Things are working quite well, no high I/O due to Big Ram cache and AIO performance but once network port started to go over 1Gbps, performance begins to lag, download speed started to stuck around 60-100Kbps on a 4Mbps connection (using wget) which works quite efficient under 800Mbps port (450kbps on 4Mbps). We first thought it could be network issue or LACP issue but doesn't looks like it is, we tested with download/upolading from this server on 2Gbps throughput. We also checked that if requests are in queue using command `netstat -Lan` but it was '0' .We also checked with Disk Busy rate using gstat(8) which was quite stable as well.

So it looks like either the sysctl(1) values need to tweak or NGINX configurations are not optimized.

Following is the link with all configs performed till now :

http://pastebin.com/EHUHV7SH
====================================================

Please iI need guidance to handle with this problem, iI am sure that some value needs to tweak.

Thanks in advance !!


----------



## Oko (Feb 1, 2016)

shahzaib said:


> 12 x 3TB SATA Raid-10 (HBA LSI-9211)
> ZFS FileSystem with 18TB usable space


Did you create ZFS pool on the top of the hardware RAID?


----------



## shahzaib (Feb 1, 2016)

Oko said:


> Did you create ZFS pool on the top of the hardware RAID?


No, we created using mirroring of each pair (2 x Sata) followed by rest of the drives i.e.

`zpool create storage mirror da0 da1 mirror da2 da3 mirror da4 da5 mirror da6 da7 mirror da8 da9 mirror da10 da11`


----------



## shahzaib (Feb 1, 2016)

I've also observed lots of retransmitted packets in `netstat -s` output.

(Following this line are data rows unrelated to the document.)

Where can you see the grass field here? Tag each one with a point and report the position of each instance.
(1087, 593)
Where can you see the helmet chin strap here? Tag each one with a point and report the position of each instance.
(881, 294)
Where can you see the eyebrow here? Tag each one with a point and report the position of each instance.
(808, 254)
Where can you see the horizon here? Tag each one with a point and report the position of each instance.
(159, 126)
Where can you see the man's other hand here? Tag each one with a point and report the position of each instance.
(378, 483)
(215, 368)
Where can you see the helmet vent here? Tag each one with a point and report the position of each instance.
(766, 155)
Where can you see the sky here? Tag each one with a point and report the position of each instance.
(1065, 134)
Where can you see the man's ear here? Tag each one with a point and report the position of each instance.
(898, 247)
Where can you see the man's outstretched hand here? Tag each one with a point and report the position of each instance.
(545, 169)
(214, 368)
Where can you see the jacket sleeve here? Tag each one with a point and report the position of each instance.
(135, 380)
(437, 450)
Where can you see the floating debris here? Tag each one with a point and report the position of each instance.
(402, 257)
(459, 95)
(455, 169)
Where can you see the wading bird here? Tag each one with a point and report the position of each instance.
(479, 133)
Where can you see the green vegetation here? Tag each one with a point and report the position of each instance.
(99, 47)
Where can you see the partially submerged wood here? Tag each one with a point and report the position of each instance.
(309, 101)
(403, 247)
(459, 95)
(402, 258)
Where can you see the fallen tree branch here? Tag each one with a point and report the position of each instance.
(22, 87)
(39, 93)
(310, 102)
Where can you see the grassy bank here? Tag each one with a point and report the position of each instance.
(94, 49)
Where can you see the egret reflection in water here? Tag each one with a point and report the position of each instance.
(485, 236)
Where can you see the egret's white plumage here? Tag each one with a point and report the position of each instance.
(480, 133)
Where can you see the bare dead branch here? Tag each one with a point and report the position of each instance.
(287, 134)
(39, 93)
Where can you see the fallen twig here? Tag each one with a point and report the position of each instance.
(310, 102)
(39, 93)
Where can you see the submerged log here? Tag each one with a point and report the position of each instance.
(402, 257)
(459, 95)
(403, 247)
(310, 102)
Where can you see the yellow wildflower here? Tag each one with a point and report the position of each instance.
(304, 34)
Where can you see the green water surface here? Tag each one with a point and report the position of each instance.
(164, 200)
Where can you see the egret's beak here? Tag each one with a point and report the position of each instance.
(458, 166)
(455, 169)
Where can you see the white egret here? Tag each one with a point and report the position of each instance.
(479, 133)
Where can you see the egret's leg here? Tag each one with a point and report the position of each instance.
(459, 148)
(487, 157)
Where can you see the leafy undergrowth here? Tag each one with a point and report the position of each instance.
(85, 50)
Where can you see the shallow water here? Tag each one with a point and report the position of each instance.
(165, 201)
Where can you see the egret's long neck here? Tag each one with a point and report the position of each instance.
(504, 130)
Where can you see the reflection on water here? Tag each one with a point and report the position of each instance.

Here is the status :

http://prntscr.com/9xa6z2

When i*I* try to download file using *wget *on 4Mbps . This is what the behavior of download is:

- Download starts *-*-*> *speed goes up *-->* download stucks for 2-3 seconds (much like a pause, no progress in download) *-->* process resume and speed goes up *-->* stucks again *-->* resume etc.


----------



## kpa (Feb 1, 2016)

Post your `ifconfig` output.


----------



## shahzaib (Feb 1, 2016)

kpa said:


> Post your `ifconfig` output.


Here it is :

http://pastebin.com/TTvUxYh3


----------



## kpa (Feb 1, 2016)

I would first disable all TSO options on the interfaces and see if it makes a difference.


----------



## shahzaib (Feb 1, 2016)

kpa said:


> I would first disable all TSO options on the interfaces and see if it makes a difference.


Could you please let me know if there would be downtime for disabling TSO? If you can provide me command to do that, it'd be very kind.

Do iI need to disable TSO in all Active interfaces ? i.e Igb0, Igb2, lagg0.


----------



## SirDice (Feb 1, 2016)

It should be done on the physical interfaces (igb0,igb1) and shouldn't create downtime.

`ifconfig igb0 -tso`


----------



## shahzaib (Feb 1, 2016)

SirDice said:


> It should be done on the physical interfaces (igb0,igb1) and shouldn't create downtime.
> 
> `ifconfig igb0 -tso`


Thanks, II've disabled tso on two servers to see how it goes. Will keep you updated. Thanks !!


----------



## shahzaib (Feb 12, 2016)

Hi guys, one more thing worth mentioning is: we've encountered bit high %interrupt rate over 1.2+Gbps realtime port :

http://prntscr.com/a2d884

Supermicro server has built-in 4 x 1Gbps NIC ports. Following are there details, please let me know if these NIC are good enough ? 

http://prntscr.com/a2e0vc

igb0 & igb2 are emerged to spawn 2Gbps Lacp


----------



## kpa (Feb 12, 2016)

You could ask on the freebsd-net mailing list, many of the NIC driver developers are there including Jack Vogel who (as I understand) is the main contact at Intel for FreeBSD driver issues.


----------